Nick Shulman responded:  2023-01-23 16:43
Thank you for uploading that .sky.zip.

The behavior that you are seeing is caused by the fact that the "Edit > Unique Peptides" dialog and the "Settings > Peptide Settings > Digestion > Enforce peptide uniqueness by" feature have different definitions of what it means for a peptide to appear in a particular protein.

The "Edit > Unique Peptides" dialog shows you all of the proteins which contain that peptide sequence, regardless of whether that peptide is a tryptic peptide within that protein.

The "Enforce peptide uniqueness" feature only considers that a peptide sequence can be found in a particular protein if the enzyme could produce that peptide from the protein sequence. According to this criteria, the peptide sequence "QVTLR" is a unique peptide because there is only one protein for which that is a tryptic peptide. That is the one protein sequence where "QVTLR" is at the start of the protein sequence. In all the other protein sequences, "QVTLR" is found in the of the protein sequence, and would not be cleavable by Trypsin.

What is your opinion of the uniqueness of the peptide "QVTLR"? Would you consider that to be a unique peptide because there is only one protein in the proteome where that is a tryptic peptide? Or would you consider it non unique since the sequence can be found in other proteins even though it could not be produced from them by digesting with Trypsin?
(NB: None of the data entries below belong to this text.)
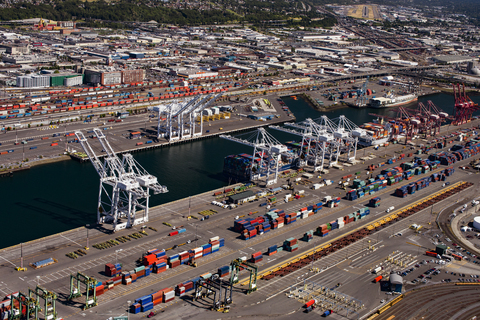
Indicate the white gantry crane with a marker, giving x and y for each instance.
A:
(124, 185)
(315, 140)
(270, 150)
(177, 113)
(362, 99)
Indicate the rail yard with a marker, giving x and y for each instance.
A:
(328, 238)
(317, 263)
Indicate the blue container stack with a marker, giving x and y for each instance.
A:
(135, 308)
(272, 250)
(146, 303)
(206, 246)
(224, 271)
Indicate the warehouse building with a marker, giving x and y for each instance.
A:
(73, 81)
(132, 76)
(14, 49)
(58, 79)
(396, 282)
(243, 197)
(452, 59)
(33, 81)
(104, 78)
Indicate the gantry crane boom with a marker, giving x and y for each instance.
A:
(269, 146)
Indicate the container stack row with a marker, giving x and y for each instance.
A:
(308, 236)
(257, 257)
(374, 202)
(274, 219)
(272, 250)
(290, 245)
(112, 270)
(390, 176)
(411, 188)
(147, 302)
(156, 261)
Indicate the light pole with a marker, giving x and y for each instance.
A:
(87, 247)
(116, 251)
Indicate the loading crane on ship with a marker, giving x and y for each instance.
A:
(124, 185)
(176, 114)
(464, 106)
(252, 268)
(90, 285)
(313, 145)
(18, 302)
(347, 134)
(218, 287)
(48, 297)
(270, 150)
(361, 100)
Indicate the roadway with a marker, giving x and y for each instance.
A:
(55, 277)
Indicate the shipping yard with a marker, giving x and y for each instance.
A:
(279, 256)
(322, 162)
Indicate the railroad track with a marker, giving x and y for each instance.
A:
(432, 301)
(362, 232)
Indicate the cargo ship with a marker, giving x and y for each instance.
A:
(239, 166)
(391, 100)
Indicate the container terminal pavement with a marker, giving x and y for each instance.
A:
(53, 278)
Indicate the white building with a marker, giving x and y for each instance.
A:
(33, 81)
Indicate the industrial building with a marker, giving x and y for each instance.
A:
(31, 58)
(196, 73)
(396, 282)
(16, 48)
(33, 81)
(59, 79)
(131, 76)
(103, 77)
(243, 197)
(451, 59)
It could be that we should add a checkbox to the "Edit > Unique Peptides" dialog to control whether to only look for tryptic peptides.

Let us know how you would like these features to work.
-- Nick
 
prajita responded:  2023-01-24 13:36
Hello Nick,

Thank you for your response.

I want to check uniqueness created due to tryptic digest. When I check Edit > Unique Peptides, QVTLR is blue checked under multiple proteins. I just want to make sure I understand the purpose of blue check?

For my project, I care about uniqueness created due to tryptic digest. I will be using a peptide absent in human proteome for quantitation purposes. Please suggest me what are the best features to implement.
 
Nick Shulman responded:  2023-01-24 13:56
It sounds like you would like to exclude all of the peptides that can be found in the background proteome.
Skyline does not have this feature: Skyline only gives you the ability to exclude peptides which can be found more than once in the background proteome.

I think you can achieve the behavior that you want by adding all of the peptides that you are thinking about using to the background proteome.
That is, you could create a FASTA file which has all of your peptides:
>Peptide1
QVTLR
>Peptide2
ESGPALVKPTQTLTLTCTFSGFSLSTAGMSVGWIR
>Peptide3
ALEWLADIWWDDK
...

Add that FASTA file to the background proteome file that you already have.
Then, when Skyline is excluding non-unique peptides, it will exclude all peptides which can be found in more than one "protein", which means that it will exclude peptides which could be found in both the human proteome and the extra fasta file you added.
-- Nick
 
prajita responded:  2023-01-24 15:32
My background proteome is entire human proteome. The column that are displayed, are not all the proteins in human (~81,837 proteins). Is the software finding uniqueness against the whole proteome because the number of columns displayed do not reflect that?
 
Nick Shulman responded:  2023-01-24 15:43
In the Unique Peptides dialog every column will have at least one checkmark in it.
Skyline is only showing you proteins which contain at least one peptide from the selected proteins in the Targets tree.
-- Nick
 
prajita responded:  2023-01-24 15:51
Thank you again.

After I have done Include unique only> proteins, I received all the unique peptides. Is there a way to generate a report format of this output?